Comment by Rachel Lynn Resto — March 29, 2007 @ 8:07 am
If u can not make it I would love to do an interview if you want to contact me or my friend heres the #:1-347-341-0032.Thank you !!!!!!!!!
Comment by Rachel Lynn Resto — March 29, 2007 @ 8:10 am
ok.fine……..gud luck in your love life
Comment by iahanna — April 13, 2007 @ 12:51 am
Mariah is a very talented singer and a good person! She deserves every drop of success she has! Hope you go on for a very long time! -Love ya girl!!
Comment by Amy — April 16, 2007 @ 10:57 am
hey mariah i love u baby gurl
Comment by masha — April 26, 2007 @ 4:57 pm
Mimi there’s 3 words 4 u
i love u
i’m your no.1 fan, u r the best singer in the world and always will be i have all your cd’s and dvd’s and i love them all.Also i love your music video’s.I have lots of posters on my wall of u.I hope u come to England 4 your next tour
i hope ya get to read this
Love from Lauren xxx
Comment by Lauren — June 24, 2007 @ 4:25 am
oh yer and i hope to see u and meet u in the future!!!
Comment by Lauren — June 24, 2007 @ 5:33 am
MARIAH CAREY
IN OTHER WORDS
I THINK ALL YOUR FANS ARE THE BIGGEST FANS,
YOU ARE AND ALWAYS WILL BE THE BIGGEST SELLING ARTIST OF ALL TIME!! NOT FEMALE ARTIST , BUT ARTIST OF ALL TIME!!!
LOVE YOU AND MY MOTHER MORE THAN ANYTHING IN THE WORLD!!
I EVEN HAVE YOUR TATTOO ON MY ARM, JUST SO I CAN WAKE UP AND LOOK AT YOU ALL DAY!!
LOVE YOU
MANCHESTER , ENGLAND
Comment by Themis Demetriades — September 10, 2007 @ 12:45 pm
i love you u a am,azin singer!!!!! xxxxxxxxxxxx
Comment by melissa mccormack — September 21, 2007 @ 9:18 am
You and your voice are hot!

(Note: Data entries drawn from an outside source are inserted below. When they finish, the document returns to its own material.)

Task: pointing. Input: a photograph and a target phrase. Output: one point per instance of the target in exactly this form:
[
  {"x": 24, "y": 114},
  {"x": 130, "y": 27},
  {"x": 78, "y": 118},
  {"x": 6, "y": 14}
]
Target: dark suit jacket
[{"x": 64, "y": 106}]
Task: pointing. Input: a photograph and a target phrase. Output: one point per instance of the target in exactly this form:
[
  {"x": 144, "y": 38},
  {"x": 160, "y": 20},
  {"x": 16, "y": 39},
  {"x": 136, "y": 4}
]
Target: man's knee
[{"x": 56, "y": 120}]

Why don’t we ever see you hanging with your mom? Seem like mother and daughter would hang out more often when you have time…whenever that is. Some people wish their mom was still around.

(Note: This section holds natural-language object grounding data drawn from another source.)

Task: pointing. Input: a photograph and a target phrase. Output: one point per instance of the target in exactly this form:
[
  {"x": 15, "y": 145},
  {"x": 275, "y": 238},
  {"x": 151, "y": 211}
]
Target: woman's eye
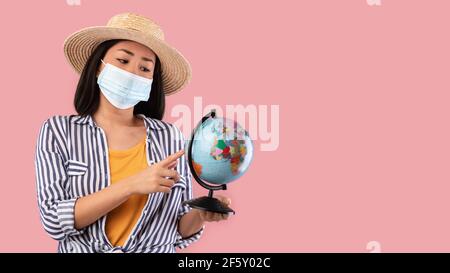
[
  {"x": 144, "y": 69},
  {"x": 123, "y": 61}
]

Comment by Theresa Bailey — November 24, 2007 @ 7:32 pm
You have a Cuban FROM Cuba who loves u!
Comment by Kuban Boy — December 2, 2007 @ 6:40 pm
i love mariahs ass she doesnt show it enough i think its nicer than jlos by far
Comment by jackinjohnny — December 10, 2007 @ 11:53 pm
from in brazil…
i love you mariah..s2
Comment by michele — April 24, 2008 @ 1:57 pm
hey mariah me and my sis fight sayin who more pretty you or alicia keys,i think alicia keys you look like a bird.